Musicalmente
necessário
Logo que recebi Canción
necesaria (Núcleo Contemporâneo), CD que reúne a cantora argentina
Cecilia Stanzione e o compositor, arranjador e mago dos sopros Mário Sève,
chamou-me atenção o título. Antes mesmo de rodar o disco pela primeira vez,
pus-me a matutar sobre o seu significado.
Que atributos a música deve ter
para se fazer necessária? Será que é o momento pelo qual passamos que a torna
importante a ponto de marcar uma etapa de nossa vida? Será que é uma harmonia
bem trabalhada, um verso que diz o que não conseguimos dizer ou o som de um
instrumento que atiçam a nossa emoção? Ou é o timbre de uma voz que se esgueira
pelos poros, indo ao nosso âmago, atingindo o que temos de mais reservado, que
faz uma canção ser, de fato, necessária?
Uma música se faz imprescindível
quando nos surpreende, quando nos pega de jeito, de uma forma para a qual não
estamos preparados. Necessária é a música que se faz trilha sonora de um
momento, tornando-se nossa parceira vida afora.
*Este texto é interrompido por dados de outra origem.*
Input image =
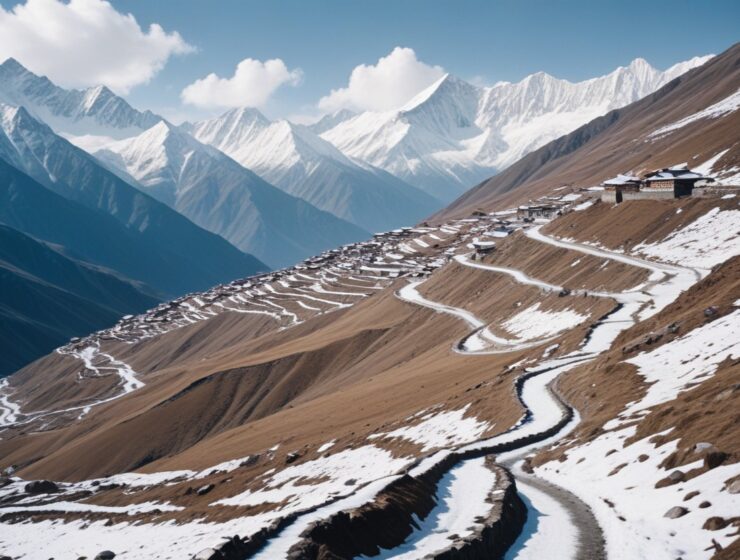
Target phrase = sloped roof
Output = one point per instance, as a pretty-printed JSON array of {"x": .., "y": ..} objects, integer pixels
[{"x": 622, "y": 180}]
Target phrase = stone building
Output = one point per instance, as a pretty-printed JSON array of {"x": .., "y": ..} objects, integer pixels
[
  {"x": 615, "y": 188},
  {"x": 671, "y": 182}
]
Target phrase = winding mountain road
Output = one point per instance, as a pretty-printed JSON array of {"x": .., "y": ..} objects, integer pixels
[{"x": 555, "y": 514}]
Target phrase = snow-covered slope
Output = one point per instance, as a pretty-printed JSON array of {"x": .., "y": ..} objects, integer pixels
[
  {"x": 453, "y": 134},
  {"x": 220, "y": 195},
  {"x": 82, "y": 116},
  {"x": 296, "y": 160},
  {"x": 70, "y": 200}
]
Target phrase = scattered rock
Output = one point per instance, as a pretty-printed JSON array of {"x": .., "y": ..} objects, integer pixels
[
  {"x": 41, "y": 487},
  {"x": 674, "y": 478},
  {"x": 734, "y": 486},
  {"x": 207, "y": 554},
  {"x": 690, "y": 495},
  {"x": 677, "y": 476},
  {"x": 715, "y": 523},
  {"x": 714, "y": 459},
  {"x": 710, "y": 311},
  {"x": 676, "y": 512},
  {"x": 250, "y": 460}
]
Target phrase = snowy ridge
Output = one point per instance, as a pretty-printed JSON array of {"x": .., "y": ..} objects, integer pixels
[
  {"x": 454, "y": 134},
  {"x": 95, "y": 111},
  {"x": 295, "y": 159}
]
Ela é necessária quando dela
nos tornamos amantes confidentes, quando só ela nos desperta o choro ou a
alegria. Necessária é a canção que nos faz reféns das garras do seu
encantamento.
Canción necesaria traz onze faixas
de autoria de Cecilia e Mário: “Una Milonga” tem belíssimo arranjo de Gabriel
Geszti, no qual pontificam o sax tenor de Sève, o violão e o baixolão de Rene
Rossano, o cello de Lui Coimbra e o piano e o acordeon de Geszti. Com um
singelo desenho melódico de seis notas (por vezes trocando a nota final) tocado
pelo baixolão, ora só, ora com o piano, e que se repete desde a introdução até
o final, vem a voz caliente de Cecilia Stanzione.
Poderosamente afinada, criativamente emocionada, enquanto lhe dá ares épicos
ela reforça a dor da canção, criando atmosfera lírica e sombria ao mesmo tempo.
O diálogo da voz com o acordeon é rico em interpretações várias. O piano e o
cello criam um módulo sobre o qual o arranjo flui como um rio tranquilo O sax
se une a eles para, com a voz de Stanzione, encerrarem. Meu Deus, eis uma
canção necessária.
O violão toca desenho de
simplicidade contagiante. A voz que dá início a “Justo Ahora” é de Ney
Matogrosso – a levada da canção tem a cara das músicas em que Ney mais brilha,
e ele não nega fogo. A puxada do baixolão carrega junto o sax e o violão. O
arranjo de Mário Sève dá ainda mais sabor à música, ela que ganha muito mais
peso quando Cecilia se junta a Ney, em preciso dueto com direito a vozes
abertas. O intermezzo de sax e acordeon é papa fina. Com
vocalises e o acordeon, vão ao final.
Apenas a voz e o acordeon
interpretam “Perfume de Violetas”. A simplicidade do arranjo de Gabriel Geszti
permite que a voz de Cecilia ganhe profundidade. Carregando nos erres, ela se
desvela em carinhosa e afinada interpretação, e seus agudos soam com a precisão
de faca cortando manteiga.
Canción necesaria é um trabalho
que merece toda a atenção, pois se trata de um CD musicalmente necessário.